Since the beginning of DART's rail system, the agency's award-winning
Station Art and Design Program has ensured its rail stations both reflect and serve as gateways to the surrounding community. For each station, engineers and architects worked closely with artists and neighborhood advisory committees to transform the common elements of a transit station – canopies, columns, pavers, windscreens, fencing and landscaping – into uncommon works of public art.
As DART celebrates Hispanic Heritage Month, we reflect on the influence the Hispanic community had on the design of
Westmoreland Station. In the 1990s, largely Hispanic neighborhoods and a commercial/semi-industrial zone surrounded the Westmoreland Station location in West Oak Cliff.

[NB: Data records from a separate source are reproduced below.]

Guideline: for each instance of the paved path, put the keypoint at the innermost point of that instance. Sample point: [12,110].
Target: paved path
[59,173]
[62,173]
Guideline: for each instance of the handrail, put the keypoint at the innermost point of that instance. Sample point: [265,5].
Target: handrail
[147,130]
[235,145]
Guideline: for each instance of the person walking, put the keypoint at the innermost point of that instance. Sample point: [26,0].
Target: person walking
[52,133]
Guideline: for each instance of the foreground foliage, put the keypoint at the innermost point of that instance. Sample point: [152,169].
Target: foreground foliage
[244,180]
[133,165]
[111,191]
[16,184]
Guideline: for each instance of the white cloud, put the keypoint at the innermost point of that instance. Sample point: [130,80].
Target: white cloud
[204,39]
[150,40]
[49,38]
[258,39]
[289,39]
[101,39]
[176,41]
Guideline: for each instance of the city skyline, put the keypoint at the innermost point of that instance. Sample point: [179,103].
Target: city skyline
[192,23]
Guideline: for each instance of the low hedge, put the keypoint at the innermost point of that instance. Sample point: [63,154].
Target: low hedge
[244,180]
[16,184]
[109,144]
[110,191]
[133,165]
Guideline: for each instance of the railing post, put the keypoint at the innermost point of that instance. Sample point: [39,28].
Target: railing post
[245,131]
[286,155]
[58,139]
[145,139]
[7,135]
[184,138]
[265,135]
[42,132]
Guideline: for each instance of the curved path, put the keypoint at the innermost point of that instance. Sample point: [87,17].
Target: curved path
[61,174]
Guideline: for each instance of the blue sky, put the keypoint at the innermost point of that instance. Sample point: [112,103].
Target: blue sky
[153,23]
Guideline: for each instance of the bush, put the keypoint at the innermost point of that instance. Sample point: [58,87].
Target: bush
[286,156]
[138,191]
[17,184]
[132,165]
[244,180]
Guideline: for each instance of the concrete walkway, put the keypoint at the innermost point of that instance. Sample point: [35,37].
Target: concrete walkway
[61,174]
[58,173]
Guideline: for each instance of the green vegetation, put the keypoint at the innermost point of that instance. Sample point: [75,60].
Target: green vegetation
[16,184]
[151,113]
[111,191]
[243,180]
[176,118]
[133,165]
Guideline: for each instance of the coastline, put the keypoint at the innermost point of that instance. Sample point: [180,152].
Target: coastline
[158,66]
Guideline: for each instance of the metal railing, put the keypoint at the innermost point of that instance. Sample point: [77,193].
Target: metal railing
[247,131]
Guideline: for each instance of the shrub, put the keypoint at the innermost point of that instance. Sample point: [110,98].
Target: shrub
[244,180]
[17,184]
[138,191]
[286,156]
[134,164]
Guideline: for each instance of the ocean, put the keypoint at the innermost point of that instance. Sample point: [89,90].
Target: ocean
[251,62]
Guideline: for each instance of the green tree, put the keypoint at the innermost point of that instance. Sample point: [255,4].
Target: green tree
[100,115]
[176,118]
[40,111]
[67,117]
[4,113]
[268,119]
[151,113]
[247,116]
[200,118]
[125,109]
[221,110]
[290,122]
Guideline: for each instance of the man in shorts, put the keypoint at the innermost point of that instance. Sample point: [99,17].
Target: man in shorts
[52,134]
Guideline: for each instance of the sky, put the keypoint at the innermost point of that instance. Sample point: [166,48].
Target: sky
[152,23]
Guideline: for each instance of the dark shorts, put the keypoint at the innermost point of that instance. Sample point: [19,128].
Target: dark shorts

The station's rich colors and textures injected a visual interest and human warmth to the area and reflect its Hispanic heritage. In the words of station artist
Leticia Huerta, the station’s design elements “added vibrancy to a diverse neighborhood.”
Spanish colonial-era architecture found throughout Mexico inspired the tile work and paving designs. Columns were clad in patterns and styles are reminiscent of handmade Mexican tile and masonry.
Roberto Mungia's Familia del Sol – a series of lush, vividly colored panels on the windscreens – depicts events in Mexican culture and mythology.
A massive limestone monument by
Eliseo Garcia,
Cycles of Life, features a foundation reminiscent of a Mayan pyramid. A winged figure tops four bas-relief sculptures of human interaction, symbolizing the community's hope for the future.
Located at the southern end of the Red Line, Westmoreland Station is part of DART Rail’s starter system, which opened in June 1996.